# Super Alpha



## Chull (18/5/13)

Hey guys,
Just wondering if any of you have used Super Alpha as a flavor/aroma hop and how it turned out.
I have 50g that I'm trying to use up but have only heard of this being a bittering hop.


----------



## wbosher (19/5/13)

Never used them myself other than for bittering, but I understand that it makes a beer very harsh it you use it late. I can't think of a better adjective than harsh, but that will do.

Why don't you just pop them in the freezer and use them for bittering as you need them?


----------



## QldKev (19/5/13)

http://aussiehomebrewer.com/topic/72139-super-alpha-recipe/. We could have picked up from here rather than a fresh one.


It can be used for later additions and it is not harsh. I find it more clean and crisp, with grassy almost lemon grass, pine and slightly resiny. Good in a lager, but watch very late additions, such as dry hops,as it becomes too grassy for me. I've never had fresh cones to use, but it would be interesting to try in a clean lager.
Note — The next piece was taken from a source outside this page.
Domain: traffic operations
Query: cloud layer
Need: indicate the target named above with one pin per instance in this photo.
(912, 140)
I think I've just convinced myself to make a lager with it.

QldKev


----------



## wbosher (19/5/13)

I stand corrected


----------



## Chull (19/5/13)

Hey Kev what sort of qty & time do you think?


----------



## QldKev (19/5/13)

Chull said:


> Hey Kev what sort of qty & time do you think?


I'm thinking something along these lines

3kg Pale
1kg Rice
60min Super Alpha addition to 20 IBU
10min Super Alpha somewhere around 1/3g/L to 1/2g/L
Push the Calcium Chloride a bit.
S-189



If you kit, then
Find a pale low bitter lager kit.
250g white sugar
500g to 1kg dried malt extract

Boil kit for 10mins, adding 1/3 to 1/2 g per liter Super Alpha.


----------



## Chull (19/5/13)

Thanks mate I'll be starting a coopers Euro Lager today and follow your advice.


----------



## QldKev (19/5/13)

Chull said:


> Thanks mate I'll be starting a coopers Euro Lager today and follow your advice.


Just to clarify, that's 1/3g to 1/2g per liter FINAL volume.


----------